Der katholische Dechant Benedikt Welter stimmte dieser Beobachtung der deutschen Gesellschaft zu. "Ich kann als Mensch moralisch leben ohne Glauben", sagte er. Auch könne man sich für Humanität in Organisationen wie Human Rights Watch engagieren, ohne den Menschen als Ebenbild Gottes zu sehen. Die Kirchen stünden heutzutage viel stärker unter einer "Befragung von Plausibilität", sagte Welter. Menschen fragten sich, was der Mehrwert des Glaubens sei. "Die Frage nach Gott treibt die Menschen nicht mehr um", betonte der Dechant. Die Kirchen müssten sich darauf vorbereiten, was es bedeute, wenn in einigen Jahrzehnten weniger als die Hälfte der Deutschen Christen seien und das Christentum dann nicht mehr Leitreligion sei.
Das 500. Reformationsjubiläum ist Saar-Ministerpräsidentin Kramp-Karrenbauer zufolge eine Chance, Impulse für die Zivilgesellschaft zu liefern. Deswegen sei es gut, dass die Feierlichkeiten nicht als "evangelische Folkloreveranstaltung" begangen würden. Impulse sollte auch die Reformationssynode bieten.
Protestanten aus Deutschland, Frankreich und Luxemburg trafen sich am Samstag, um über Kirche, Theologie, Liturgie und Gesellschafspolitik zu diskutieren. Dabei ging es auch darum, Impulse für die Kirche der Zukunft zu entwickeln. Referenten waren unter anderen die Marburger Theologie-Professorin Ulrike Wagner-Rau und der Journalist Reinhard Bingener von der "Frankfurter Allgemeinen Zeitung".
Stärkere Vernetzung
Bingener erklärte, dass die Kirche oft als Nichtregierungsorganisation gesehen würde. Es sei wichtig, deutlich zu machen, dass die Kirche nicht eine reine Serviceagentur sei, betonte der Redakteur.
Der Theologe Steffen Schramm warb dafür, dass die Kirche sich vor Ort in den Gemeinden spezialisiert und nicht mehr alles anbietet. Die Kirche müsse sich überlegen, was sie tun kann und was nicht mehr. "Die Kirche muss sich verabschieden von dem Anspruch, eine fast staatliche Institution mit flächendeckendem Angebot zu sein", sagte der Leiter des Instituts für kirchliche Fortbildung in Landau. Vielmehr gehe es darum, exemplarisch und symbolisch vor Ort zu handeln.

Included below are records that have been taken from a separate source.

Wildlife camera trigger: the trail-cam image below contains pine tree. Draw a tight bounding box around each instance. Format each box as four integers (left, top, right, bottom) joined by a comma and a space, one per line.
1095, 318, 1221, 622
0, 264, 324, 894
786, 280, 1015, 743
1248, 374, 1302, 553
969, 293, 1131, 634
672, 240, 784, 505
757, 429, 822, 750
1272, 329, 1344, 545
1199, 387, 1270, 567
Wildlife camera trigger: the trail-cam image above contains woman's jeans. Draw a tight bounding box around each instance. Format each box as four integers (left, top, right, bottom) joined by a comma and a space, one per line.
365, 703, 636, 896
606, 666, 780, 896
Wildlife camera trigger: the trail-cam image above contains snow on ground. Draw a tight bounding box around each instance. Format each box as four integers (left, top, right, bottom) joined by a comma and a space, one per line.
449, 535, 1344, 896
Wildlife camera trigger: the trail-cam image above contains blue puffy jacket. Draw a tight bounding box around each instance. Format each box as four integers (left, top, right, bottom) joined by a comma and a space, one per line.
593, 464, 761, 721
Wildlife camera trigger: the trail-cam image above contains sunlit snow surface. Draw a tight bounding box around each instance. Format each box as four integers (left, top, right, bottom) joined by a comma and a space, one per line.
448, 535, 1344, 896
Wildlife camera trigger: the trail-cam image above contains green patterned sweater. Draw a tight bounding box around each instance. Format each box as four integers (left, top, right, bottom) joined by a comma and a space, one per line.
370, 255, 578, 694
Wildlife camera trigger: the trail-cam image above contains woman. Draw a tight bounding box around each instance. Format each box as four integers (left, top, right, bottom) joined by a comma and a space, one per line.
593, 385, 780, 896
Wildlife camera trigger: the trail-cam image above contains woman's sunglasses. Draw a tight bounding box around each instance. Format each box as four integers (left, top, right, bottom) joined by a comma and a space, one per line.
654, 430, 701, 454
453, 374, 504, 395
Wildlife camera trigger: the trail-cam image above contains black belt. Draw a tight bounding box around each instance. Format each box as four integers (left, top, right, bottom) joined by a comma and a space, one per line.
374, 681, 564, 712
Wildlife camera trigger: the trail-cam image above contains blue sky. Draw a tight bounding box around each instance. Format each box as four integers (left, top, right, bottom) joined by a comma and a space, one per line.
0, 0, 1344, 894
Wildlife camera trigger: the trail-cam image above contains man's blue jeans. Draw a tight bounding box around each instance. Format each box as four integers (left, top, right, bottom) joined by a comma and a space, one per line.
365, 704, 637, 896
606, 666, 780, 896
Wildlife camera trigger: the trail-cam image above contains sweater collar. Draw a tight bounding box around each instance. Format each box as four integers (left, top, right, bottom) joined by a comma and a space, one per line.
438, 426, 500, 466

Die Gemeinden müssten entscheiden, was für ein Auftrag am jeweiligen Ort der wichtigste sei.
Die Marburger Theologie-Professorin Ulrike Wagner-Rau erklärte, dass die Kirche zurzeit immer noch eine sehr große Institution innerhalb der Gesellschaft sei. Sie warb für eine stärkere Vernetzung mit gesellschaftlichen Akteuren. Mit Blick auf die Pfarrer sprach sie sich für theologisch kompetente Gesprächspartner als Sprachhelfer für den Glauben aus. So wollten die Menschen nicht hören, wie sie glauben sollten, sondern wie sie ihren Glauben besser ausdrücken könnten.